LT and anesthesia were performed using conventional methods. Recipient hepatectomy was performed after cholecystectomy and total hepatectomy. A donor liver was inserted, and portal vein anastomosis was performed. After portal vein re-perfusion, hepatic artery anastomosis and re-perfusion were performed. Biliary reconstruction and bleeding control were then performed. Finally, the abdomen was closed.
Following surgery, the patient was transferred to the ICU. When their vital signs were stabilized and they exhibited no bleeding, extubation was performed if they could recover consciousness and spontaneous breathing.
2.5. Statistical Analysis
Data were analyzed using Statistical Analysis System version 9.3 (SAS Institute, Cary, NC, USA) and R software version 3.3.2 (R Project for Statistical Computing, Vienna, Austria).
Data are expressed as mean ± standard deviation, median (25th to 75th percentile), or number of patients (%). The normality of the data was assessed using the Shapiro–Wilk test or Kolmogorov–-Smirnov test. The independent t-test or Wilcoxon rank-sum test was used to compare continuous variables between the two groups. The chi-square test or Fisher’s exact test was used to compare categorical variables between the two groups. A p value < 0.05 was considered statistically significant.
Receiver operating characteristic (ROC) curve analysis was performed in order to assess the significance of the relationship between preoperative bilirubin level and postoperative delirium after LT. The sensitivity and specificity were established in order to use the potential cutoff values and thereby distinguish the association of delirium with preoperative bilirubin level.
The association between preoperative bilirubin level and postoperative delirium was assessed using univariate and multivariate analyses. Typical factors associated with postoperative delirium after LT were analyzed by univariate analysis, and multivariate analysis was performed using seven factors with a p value < 0.05 in the univariate analysis and clinical significance.
3. Results
A total of 325 patients were ultimately included in this study (Figure 1), 256 and 69 of whom were categorized into the Control group and the Delirium group, respectively. In this study, 69 (21.23%) patients had postoperative delirium after LT.

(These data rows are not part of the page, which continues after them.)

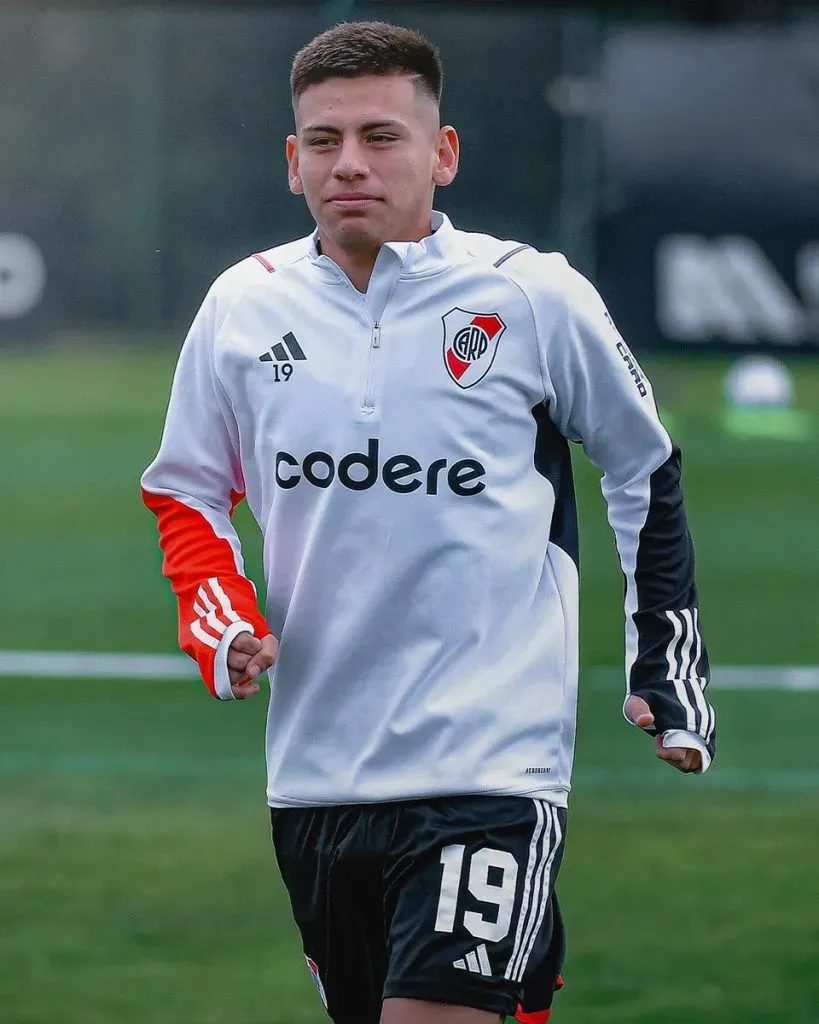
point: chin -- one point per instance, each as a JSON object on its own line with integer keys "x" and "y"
{"x": 355, "y": 235}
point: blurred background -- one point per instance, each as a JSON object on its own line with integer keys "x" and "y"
{"x": 672, "y": 151}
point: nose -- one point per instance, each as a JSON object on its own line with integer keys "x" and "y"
{"x": 350, "y": 163}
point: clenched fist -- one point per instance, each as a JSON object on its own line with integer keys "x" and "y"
{"x": 681, "y": 758}
{"x": 247, "y": 657}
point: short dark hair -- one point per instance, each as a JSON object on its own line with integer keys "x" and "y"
{"x": 354, "y": 48}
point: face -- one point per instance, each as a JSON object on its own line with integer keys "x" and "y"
{"x": 367, "y": 156}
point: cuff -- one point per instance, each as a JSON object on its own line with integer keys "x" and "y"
{"x": 681, "y": 737}
{"x": 221, "y": 677}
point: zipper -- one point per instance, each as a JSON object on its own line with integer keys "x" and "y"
{"x": 369, "y": 403}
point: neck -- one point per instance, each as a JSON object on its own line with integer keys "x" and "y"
{"x": 356, "y": 263}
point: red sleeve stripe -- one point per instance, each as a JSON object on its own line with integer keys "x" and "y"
{"x": 267, "y": 266}
{"x": 211, "y": 591}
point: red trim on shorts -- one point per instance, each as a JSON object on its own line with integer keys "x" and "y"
{"x": 540, "y": 1017}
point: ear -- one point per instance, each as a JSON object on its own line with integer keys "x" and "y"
{"x": 292, "y": 154}
{"x": 446, "y": 161}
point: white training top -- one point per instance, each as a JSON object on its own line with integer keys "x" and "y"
{"x": 404, "y": 453}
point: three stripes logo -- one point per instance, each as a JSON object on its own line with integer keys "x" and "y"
{"x": 215, "y": 613}
{"x": 683, "y": 655}
{"x": 476, "y": 962}
{"x": 284, "y": 350}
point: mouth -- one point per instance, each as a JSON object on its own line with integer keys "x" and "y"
{"x": 352, "y": 201}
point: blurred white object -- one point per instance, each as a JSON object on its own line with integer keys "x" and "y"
{"x": 22, "y": 275}
{"x": 759, "y": 381}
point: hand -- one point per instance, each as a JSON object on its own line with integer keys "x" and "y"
{"x": 681, "y": 758}
{"x": 247, "y": 657}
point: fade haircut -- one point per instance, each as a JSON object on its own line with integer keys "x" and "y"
{"x": 355, "y": 48}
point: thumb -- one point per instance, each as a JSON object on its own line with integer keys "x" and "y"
{"x": 263, "y": 658}
{"x": 638, "y": 712}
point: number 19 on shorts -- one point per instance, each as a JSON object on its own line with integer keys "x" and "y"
{"x": 492, "y": 880}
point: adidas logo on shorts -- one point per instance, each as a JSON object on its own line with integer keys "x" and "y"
{"x": 476, "y": 962}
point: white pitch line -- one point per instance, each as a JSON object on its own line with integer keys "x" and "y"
{"x": 729, "y": 677}
{"x": 88, "y": 665}
{"x": 92, "y": 665}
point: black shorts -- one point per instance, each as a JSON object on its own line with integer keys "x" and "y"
{"x": 449, "y": 900}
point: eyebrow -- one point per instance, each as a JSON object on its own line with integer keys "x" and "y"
{"x": 369, "y": 126}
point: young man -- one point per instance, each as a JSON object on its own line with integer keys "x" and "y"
{"x": 394, "y": 397}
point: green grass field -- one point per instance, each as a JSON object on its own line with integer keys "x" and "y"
{"x": 136, "y": 881}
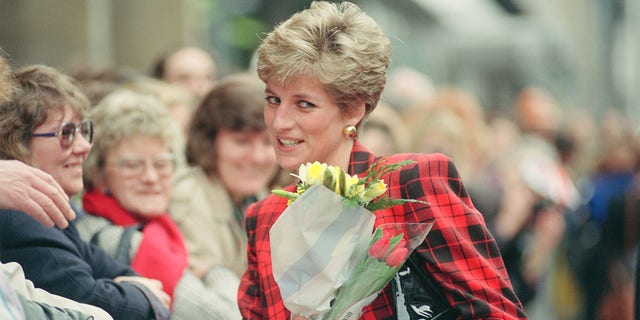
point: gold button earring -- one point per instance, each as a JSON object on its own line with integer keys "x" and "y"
{"x": 350, "y": 131}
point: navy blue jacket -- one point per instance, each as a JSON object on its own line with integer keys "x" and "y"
{"x": 59, "y": 262}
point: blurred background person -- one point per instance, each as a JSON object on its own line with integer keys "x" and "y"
{"x": 385, "y": 132}
{"x": 232, "y": 165}
{"x": 190, "y": 66}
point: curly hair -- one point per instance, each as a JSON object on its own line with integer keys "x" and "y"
{"x": 41, "y": 92}
{"x": 124, "y": 114}
{"x": 337, "y": 45}
{"x": 236, "y": 103}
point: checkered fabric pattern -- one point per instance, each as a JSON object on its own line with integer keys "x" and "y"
{"x": 459, "y": 251}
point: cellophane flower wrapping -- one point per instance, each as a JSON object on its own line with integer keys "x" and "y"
{"x": 326, "y": 258}
{"x": 312, "y": 243}
{"x": 388, "y": 249}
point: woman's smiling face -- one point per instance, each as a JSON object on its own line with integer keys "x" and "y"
{"x": 305, "y": 124}
{"x": 63, "y": 164}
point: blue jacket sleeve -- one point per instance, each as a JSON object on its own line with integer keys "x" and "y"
{"x": 58, "y": 261}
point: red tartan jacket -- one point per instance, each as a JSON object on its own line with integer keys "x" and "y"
{"x": 459, "y": 251}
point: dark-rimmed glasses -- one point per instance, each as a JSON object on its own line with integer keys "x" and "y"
{"x": 67, "y": 132}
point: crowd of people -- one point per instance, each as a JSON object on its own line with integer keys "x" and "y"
{"x": 147, "y": 196}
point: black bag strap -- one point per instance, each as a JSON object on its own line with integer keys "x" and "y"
{"x": 417, "y": 295}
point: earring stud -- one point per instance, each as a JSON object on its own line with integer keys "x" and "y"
{"x": 350, "y": 131}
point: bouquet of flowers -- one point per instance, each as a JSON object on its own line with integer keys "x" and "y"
{"x": 326, "y": 258}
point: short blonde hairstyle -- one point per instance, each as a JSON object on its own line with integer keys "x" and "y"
{"x": 337, "y": 45}
{"x": 124, "y": 114}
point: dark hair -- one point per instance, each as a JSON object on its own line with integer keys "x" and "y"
{"x": 235, "y": 103}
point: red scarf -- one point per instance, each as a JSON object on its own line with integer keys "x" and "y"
{"x": 162, "y": 254}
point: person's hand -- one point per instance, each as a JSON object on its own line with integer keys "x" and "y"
{"x": 153, "y": 285}
{"x": 33, "y": 191}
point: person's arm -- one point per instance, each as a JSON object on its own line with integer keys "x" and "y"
{"x": 459, "y": 251}
{"x": 28, "y": 189}
{"x": 61, "y": 263}
{"x": 250, "y": 299}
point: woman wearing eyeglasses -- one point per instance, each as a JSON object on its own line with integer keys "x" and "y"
{"x": 44, "y": 125}
{"x": 128, "y": 178}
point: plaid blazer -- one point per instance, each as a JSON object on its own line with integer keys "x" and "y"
{"x": 459, "y": 252}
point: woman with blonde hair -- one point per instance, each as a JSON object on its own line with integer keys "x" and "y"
{"x": 324, "y": 70}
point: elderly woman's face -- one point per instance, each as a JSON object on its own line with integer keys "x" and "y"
{"x": 64, "y": 164}
{"x": 305, "y": 124}
{"x": 245, "y": 161}
{"x": 138, "y": 173}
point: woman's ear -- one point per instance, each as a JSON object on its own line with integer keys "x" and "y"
{"x": 357, "y": 114}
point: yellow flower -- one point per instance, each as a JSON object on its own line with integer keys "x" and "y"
{"x": 353, "y": 188}
{"x": 374, "y": 190}
{"x": 312, "y": 173}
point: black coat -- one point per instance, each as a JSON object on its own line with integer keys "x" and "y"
{"x": 59, "y": 262}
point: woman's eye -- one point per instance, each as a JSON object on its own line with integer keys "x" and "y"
{"x": 272, "y": 100}
{"x": 305, "y": 104}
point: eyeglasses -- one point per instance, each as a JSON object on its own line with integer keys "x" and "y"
{"x": 163, "y": 165}
{"x": 67, "y": 132}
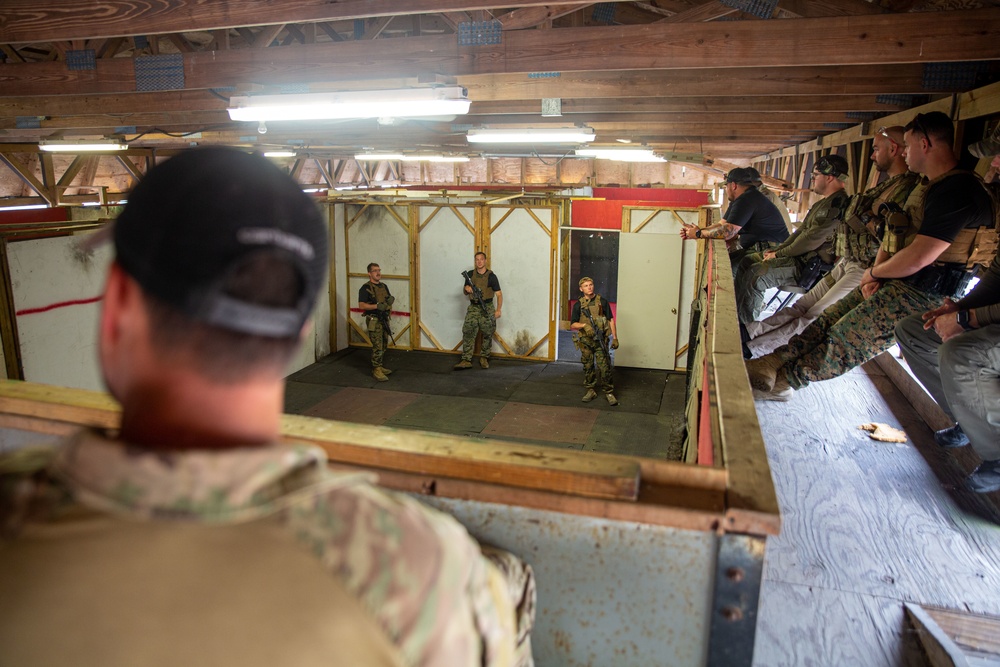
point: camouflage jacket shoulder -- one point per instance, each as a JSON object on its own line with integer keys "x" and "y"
{"x": 419, "y": 573}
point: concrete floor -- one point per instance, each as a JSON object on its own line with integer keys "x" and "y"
{"x": 514, "y": 400}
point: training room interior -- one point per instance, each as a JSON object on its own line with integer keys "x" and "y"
{"x": 687, "y": 525}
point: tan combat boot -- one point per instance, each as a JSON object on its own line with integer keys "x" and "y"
{"x": 763, "y": 371}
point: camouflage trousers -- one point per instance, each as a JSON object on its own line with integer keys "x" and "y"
{"x": 379, "y": 338}
{"x": 594, "y": 361}
{"x": 475, "y": 321}
{"x": 850, "y": 332}
{"x": 757, "y": 276}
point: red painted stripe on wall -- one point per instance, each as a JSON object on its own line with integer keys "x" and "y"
{"x": 61, "y": 304}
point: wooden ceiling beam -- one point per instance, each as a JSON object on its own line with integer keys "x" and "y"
{"x": 30, "y": 21}
{"x": 927, "y": 37}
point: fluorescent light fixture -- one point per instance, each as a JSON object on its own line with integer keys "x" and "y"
{"x": 26, "y": 207}
{"x": 443, "y": 101}
{"x": 620, "y": 154}
{"x": 81, "y": 145}
{"x": 378, "y": 156}
{"x": 556, "y": 135}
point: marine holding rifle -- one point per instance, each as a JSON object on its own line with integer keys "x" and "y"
{"x": 375, "y": 300}
{"x": 595, "y": 338}
{"x": 482, "y": 287}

Table 1 shows the baseline characteristics of patients undergoing LT. The Delirium group had lower BMI levels (p = 0.001), and a higher proportion of patients in the Delirium group required LT due to alcoholic cirrhosis (p < 0.001) than those in the Control group. Moreover, patients in the Delirium group had a higher MELD score than those in the Control group (p < 0.001) and a higher proportion of patients in the Delirium group experienced cardiovascular accidents before surgery (p = 0.045). In addition, a higher proportion of patients in the Delirium group took diuretics (p = 0.003), insulin (p = 0.038), or psychiatric drugs (p = 0.003). Furthermore, a higher proportion of patients in the Delirium group suffered from sleep disorders (p = 0.001), had experienced previous delirium (p = 0.022), or exhibited mobility limitations (p = 0.022).
Table 2 shows the preoperative laboratory data of patients undergoing LT. Patients in the Delirium group had lower preoperative hemoglobin levels (p < 0.0001), a lower preoperative platelet count (p = 0.017), lower preoperative sodium levels (p = 0.005), and higher creatinine levels (p < 0.0001) than those in the Control group. Moreover, patients in the Delirium group had higher preoperative bilirubin levels (p < 0.0001), and 54 (78.26%) patients in this group had preoperative bilirubin levels above 3.5 μmol/L (p < 0.0001).
Table 3 shows the perioperative data of patients undergoing LT. There was no difference in anesthetic duration between the two groups (p = 0.506). However, estimated blood loss was higher in patients in the Delirium group (p < 0.0001), and a higher proportion of patients in the Delirium group required packed red blood cell (p < 0.0001), fresh frozen plasma (p < 0.0001), or platelet (p = 0.008) transfusions.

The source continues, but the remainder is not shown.